Alcuni drammi storici si cicatrizzano solo parlandone. Rendendoli pubblici, mostrandoli senza filtri. Gli Stati Uniti per chiudere il terribile squarcio delle Torri Gemelle e le successive operazioni militari, hanno usato tutti i mezzi narrativi a loro disposizione per mostrare al mondo e a loro stessi il proprio dolore. Ma anche la voglia di andare avanti. Strumento privilegiato e più autorevole di questa cura è stato per molto tempo il cinema: dal corale 119 ai numerosi thriller e film drammatici basati sulla lotta al terrorismo e sulle campagne in Medio Oriente, tra cui spiccano lo sconcertante Redacted del maestro De Palma, e il più recente e premiato The Hurt Locker della Bigelow.

Ora la tv sale in cattedra, e dopo aver proposto le tematiche in salsa action (arrivando a livelli superbi con il cult 24), ci propone il lato drammatico della lotta ad Al-Qaida con Homeland – Caccia alla spia, la serie per eccellenza del 2012, capace di sbancare sia a livello di ascolto che a livello di critica e premi.

E basta davvero poco per capire il motivo di un tale successo.
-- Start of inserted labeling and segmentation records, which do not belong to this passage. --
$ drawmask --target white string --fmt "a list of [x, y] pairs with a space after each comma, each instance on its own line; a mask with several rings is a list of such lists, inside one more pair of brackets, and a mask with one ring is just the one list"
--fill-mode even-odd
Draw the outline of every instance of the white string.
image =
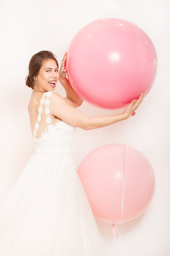
[[124, 204], [124, 198], [125, 198], [125, 180], [126, 180], [126, 164], [127, 164], [127, 158], [128, 158], [128, 141], [129, 141], [129, 126], [130, 126], [130, 118], [128, 119], [128, 130], [127, 130], [127, 138], [126, 138], [126, 159], [125, 163], [124, 168], [124, 186], [123, 186], [123, 192], [122, 196], [122, 205], [121, 205], [121, 223], [120, 223], [120, 231], [118, 231], [118, 229], [114, 225], [114, 247], [115, 248], [115, 239], [116, 239], [116, 231], [117, 232], [119, 237], [118, 237], [118, 254], [117, 256], [120, 255], [120, 243], [121, 239], [121, 230], [122, 230], [122, 213]]

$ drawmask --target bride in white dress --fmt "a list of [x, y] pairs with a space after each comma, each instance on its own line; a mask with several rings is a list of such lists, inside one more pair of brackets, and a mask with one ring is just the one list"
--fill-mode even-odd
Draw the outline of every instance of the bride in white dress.
[[[26, 85], [35, 152], [0, 205], [1, 256], [105, 256], [100, 233], [71, 154], [76, 127], [94, 129], [128, 118], [142, 102], [122, 114], [87, 117], [83, 100], [66, 77], [66, 53], [58, 71], [55, 56], [32, 56]], [[58, 80], [66, 90], [54, 92]]]

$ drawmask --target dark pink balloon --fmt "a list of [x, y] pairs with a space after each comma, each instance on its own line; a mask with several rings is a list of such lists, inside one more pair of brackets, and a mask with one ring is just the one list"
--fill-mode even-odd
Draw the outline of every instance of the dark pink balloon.
[[94, 21], [74, 37], [67, 51], [69, 81], [77, 93], [107, 109], [125, 107], [153, 85], [158, 60], [149, 37], [134, 24]]
[[155, 191], [151, 164], [141, 152], [129, 146], [121, 221], [126, 155], [126, 145], [104, 145], [90, 152], [78, 170], [94, 216], [113, 224], [141, 214]]

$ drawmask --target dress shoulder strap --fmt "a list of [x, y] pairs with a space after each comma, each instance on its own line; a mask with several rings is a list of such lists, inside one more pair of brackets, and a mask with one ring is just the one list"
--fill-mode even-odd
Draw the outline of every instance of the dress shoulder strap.
[[45, 113], [46, 115], [45, 121], [47, 123], [47, 127], [49, 128], [49, 126], [52, 125], [52, 118], [50, 118], [50, 109], [49, 108], [50, 104], [50, 97], [52, 94], [53, 92], [46, 92], [43, 93], [42, 97], [40, 100], [40, 105], [38, 109], [38, 115], [37, 117], [37, 122], [35, 125], [35, 128], [33, 131], [33, 137], [36, 137], [37, 135], [37, 130], [39, 127], [39, 122], [41, 119], [41, 113], [43, 111], [43, 105], [45, 104]]

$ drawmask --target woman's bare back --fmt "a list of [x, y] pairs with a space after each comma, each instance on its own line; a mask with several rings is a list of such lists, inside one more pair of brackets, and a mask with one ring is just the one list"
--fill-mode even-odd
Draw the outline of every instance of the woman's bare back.
[[[42, 92], [32, 92], [30, 101], [28, 105], [28, 111], [29, 116], [29, 122], [31, 125], [31, 129], [32, 133], [33, 134], [33, 131], [35, 129], [35, 125], [37, 122], [37, 117], [38, 115], [38, 109], [40, 106], [40, 101], [42, 98], [43, 94]], [[45, 120], [46, 115], [45, 113], [45, 106], [42, 106], [42, 112], [41, 113], [41, 119], [39, 123], [39, 127], [37, 130], [36, 137], [40, 137], [42, 133], [45, 131], [47, 127], [47, 123]], [[50, 117], [52, 118], [52, 125], [53, 125], [55, 123], [61, 121], [61, 119], [57, 118], [55, 115], [49, 114]]]

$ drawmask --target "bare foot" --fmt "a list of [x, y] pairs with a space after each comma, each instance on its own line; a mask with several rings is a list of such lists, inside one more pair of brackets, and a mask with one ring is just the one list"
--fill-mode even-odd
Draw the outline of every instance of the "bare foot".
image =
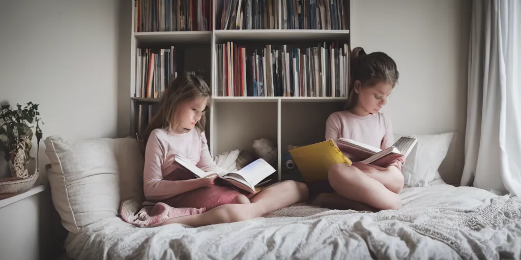
[[337, 193], [321, 193], [311, 202], [311, 205], [331, 210], [353, 210], [377, 212], [379, 210], [368, 205], [346, 199]]

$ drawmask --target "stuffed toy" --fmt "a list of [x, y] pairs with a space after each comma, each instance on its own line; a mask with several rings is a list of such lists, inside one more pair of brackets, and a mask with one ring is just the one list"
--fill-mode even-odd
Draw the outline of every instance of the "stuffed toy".
[[259, 159], [264, 159], [268, 163], [275, 167], [277, 164], [277, 144], [267, 138], [255, 140], [252, 144], [253, 152], [244, 150], [241, 151], [235, 161], [237, 170]]

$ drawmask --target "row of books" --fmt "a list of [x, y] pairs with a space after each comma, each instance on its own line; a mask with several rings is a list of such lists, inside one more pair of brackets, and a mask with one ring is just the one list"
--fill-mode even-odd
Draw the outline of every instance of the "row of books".
[[268, 44], [217, 46], [219, 96], [345, 97], [349, 82], [347, 44], [302, 48]]
[[344, 0], [222, 0], [216, 28], [348, 30], [347, 4]]
[[[135, 32], [213, 28], [212, 0], [134, 1]], [[349, 3], [344, 0], [218, 0], [216, 4], [217, 29], [349, 29]]]
[[169, 49], [138, 48], [134, 96], [158, 98], [177, 73], [184, 70], [183, 59], [183, 52], [176, 51], [173, 46]]
[[208, 31], [210, 0], [134, 0], [134, 31]]

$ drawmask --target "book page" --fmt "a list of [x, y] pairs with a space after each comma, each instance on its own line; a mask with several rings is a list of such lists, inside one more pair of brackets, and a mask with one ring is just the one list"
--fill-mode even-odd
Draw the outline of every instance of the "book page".
[[246, 165], [235, 173], [242, 176], [249, 185], [253, 187], [275, 171], [271, 165], [261, 158]]
[[344, 149], [346, 150], [354, 149], [371, 153], [373, 154], [382, 151], [382, 149], [380, 148], [373, 147], [369, 145], [357, 142], [354, 140], [347, 138], [339, 138], [338, 141], [337, 141], [337, 144], [338, 145], [338, 148], [340, 148], [340, 150], [342, 150]]
[[416, 138], [402, 136], [393, 145], [393, 146], [395, 147], [404, 157], [407, 157], [417, 141]]

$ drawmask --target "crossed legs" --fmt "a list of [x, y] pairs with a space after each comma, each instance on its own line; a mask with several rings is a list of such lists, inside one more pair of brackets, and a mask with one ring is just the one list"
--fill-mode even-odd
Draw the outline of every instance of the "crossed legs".
[[196, 215], [171, 218], [151, 227], [173, 223], [196, 227], [250, 219], [294, 204], [304, 202], [307, 200], [307, 187], [305, 184], [285, 180], [262, 190], [251, 200], [245, 196], [238, 196], [235, 204], [222, 205]]
[[312, 203], [330, 209], [378, 211], [402, 207], [399, 193], [403, 176], [394, 166], [387, 168], [355, 163], [333, 165], [328, 175], [336, 193], [321, 193]]

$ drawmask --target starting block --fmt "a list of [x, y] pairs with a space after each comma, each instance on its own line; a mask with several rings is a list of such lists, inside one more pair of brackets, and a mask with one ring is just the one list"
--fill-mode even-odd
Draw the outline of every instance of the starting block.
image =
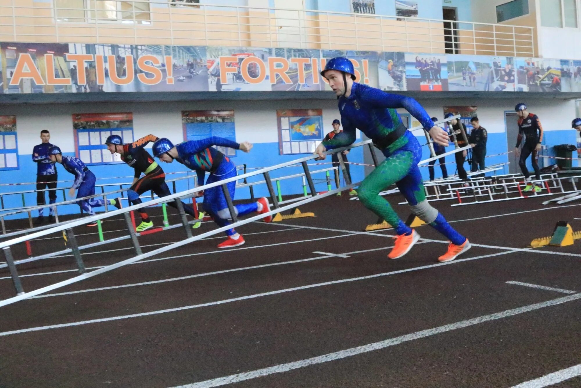
[[581, 240], [581, 230], [573, 232], [573, 229], [566, 221], [559, 221], [555, 226], [553, 236], [535, 239], [530, 242], [530, 247], [538, 248], [546, 245], [566, 247], [573, 245], [576, 240]]
[[[380, 222], [381, 221], [381, 222]], [[427, 225], [425, 222], [419, 219], [419, 218], [415, 214], [410, 214], [410, 216], [406, 220], [406, 225], [410, 227], [418, 227], [422, 225]], [[382, 229], [389, 229], [393, 227], [387, 221], [381, 219], [378, 220], [378, 223], [372, 223], [367, 225], [363, 230], [365, 232], [371, 230], [381, 230]]]
[[301, 213], [298, 208], [295, 209], [292, 214], [282, 215], [280, 213], [277, 213], [277, 215], [272, 218], [272, 222], [278, 222], [283, 220], [293, 219], [295, 218], [303, 218], [304, 217], [316, 217], [314, 213], [307, 212]]

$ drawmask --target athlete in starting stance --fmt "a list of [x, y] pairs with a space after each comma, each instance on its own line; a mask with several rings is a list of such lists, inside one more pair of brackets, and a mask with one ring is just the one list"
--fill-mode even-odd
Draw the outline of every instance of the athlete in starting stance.
[[[124, 144], [121, 136], [111, 135], [105, 140], [107, 148], [112, 154], [117, 152], [121, 155], [121, 160], [127, 163], [130, 167], [135, 170], [133, 178], [133, 184], [127, 190], [127, 198], [132, 205], [142, 203], [139, 195], [146, 191], [151, 190], [159, 198], [170, 195], [170, 188], [166, 183], [166, 173], [159, 166], [149, 152], [145, 151], [144, 147], [150, 141], [155, 141], [157, 137], [153, 135], [148, 135], [142, 137], [137, 141], [127, 144]], [[145, 175], [142, 177], [141, 173]], [[167, 202], [173, 208], [177, 206], [173, 201]], [[189, 204], [182, 202], [184, 211], [194, 218], [198, 218], [198, 214], [193, 207]], [[153, 222], [149, 219], [149, 216], [143, 208], [138, 211], [141, 216], [141, 223], [135, 228], [137, 232], [143, 232], [153, 226]], [[194, 225], [193, 227], [199, 226], [199, 223]]]
[[326, 150], [352, 144], [355, 141], [355, 129], [359, 129], [373, 140], [386, 156], [386, 159], [363, 180], [357, 193], [366, 208], [396, 230], [395, 244], [388, 257], [396, 259], [403, 256], [419, 239], [418, 233], [406, 225], [388, 201], [379, 195], [380, 191], [395, 183], [411, 205], [413, 213], [450, 240], [447, 251], [438, 260], [453, 260], [470, 248], [470, 243], [454, 230], [426, 200], [418, 167], [422, 156], [421, 146], [406, 128], [396, 109], [403, 108], [407, 110], [441, 145], [448, 145], [447, 133], [435, 126], [430, 116], [413, 98], [389, 94], [354, 82], [354, 74], [353, 65], [344, 58], [331, 59], [321, 72], [329, 81], [339, 99], [343, 133], [323, 141], [315, 153], [320, 159], [324, 159], [323, 152]]
[[[95, 174], [89, 170], [80, 159], [73, 156], [63, 156], [60, 148], [56, 145], [53, 145], [48, 149], [48, 156], [53, 163], [60, 163], [65, 170], [74, 175], [74, 182], [69, 190], [69, 197], [74, 195], [75, 190], [77, 190], [77, 198], [95, 195], [95, 181], [96, 180]], [[78, 201], [77, 204], [89, 216], [94, 216], [95, 211], [93, 210], [93, 208], [104, 206], [105, 201], [104, 200], [91, 198]], [[112, 205], [117, 209], [121, 209], [121, 200], [119, 198], [107, 200], [107, 204]], [[93, 221], [88, 223], [87, 226], [96, 226], [97, 222]]]
[[[215, 136], [200, 140], [184, 141], [175, 147], [168, 139], [163, 138], [158, 140], [153, 144], [153, 155], [166, 163], [171, 163], [175, 159], [182, 165], [195, 170], [198, 174], [198, 186], [204, 185], [204, 179], [207, 171], [210, 173], [210, 176], [206, 181], [206, 184], [236, 176], [236, 166], [228, 156], [213, 148], [214, 145], [240, 149], [245, 152], [249, 152], [252, 148], [252, 144], [248, 141], [238, 144], [228, 139]], [[226, 184], [230, 198], [234, 200], [236, 181], [232, 181]], [[218, 186], [208, 188], [204, 190], [203, 195], [204, 211], [207, 212], [220, 226], [229, 225], [230, 223], [228, 220], [231, 219], [231, 215], [222, 187]], [[237, 216], [246, 215], [253, 212], [261, 214], [267, 213], [270, 210], [268, 201], [264, 197], [252, 204], [234, 205], [234, 211]], [[266, 222], [270, 222], [272, 220], [272, 216], [268, 216], [264, 218]], [[226, 241], [219, 244], [218, 248], [232, 248], [244, 244], [244, 239], [234, 229], [228, 229], [226, 231], [226, 234], [228, 238]]]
Già dalla puntata pilota il tenore qualitativo della produzione si mostra notevole, cinematografico per impostazione e investimento dei mezzi. Vediamo nelle prime scene l’agente della CIA Carrie Mathison scoprire da una sua fonte segreta che il terrorista Abu Nazir ha appena convertito un agente dell’esercito americano ai fine della sua battaglia. Stacco. Dopo un anno, l’agente scopre che in una recente missione, sono stati ritrovati, dopo otto anni di prigionia, due marines americani. Uno morto, l’altro vivo. Il superstite, il sergente Brody, è pronto a tornare a casa, celebrato come eroe di guerra. C’è solo un problema, un dubbio: Carrie è convinta che la spia di Abu Nazir sia proprio lui. Ne è convinta così tanto da farlo sorvegliare di nascosto, arruolando sue vecchie conoscenze per mettere la casa sotto controllo audio e video. Il suo mentore, inizialmente, è giustamente scettico, ma appena arrivati alla fine della prima puntata, scopriamo che i sospetti sono motivati.

Tratta dall’israeliana Hatufim e prodotto di punta della rete Showtime, la serie è il classico esempio di prodotto televisivo tranquillamente capace di competere e battere qualsiasi lavoro cinematografico.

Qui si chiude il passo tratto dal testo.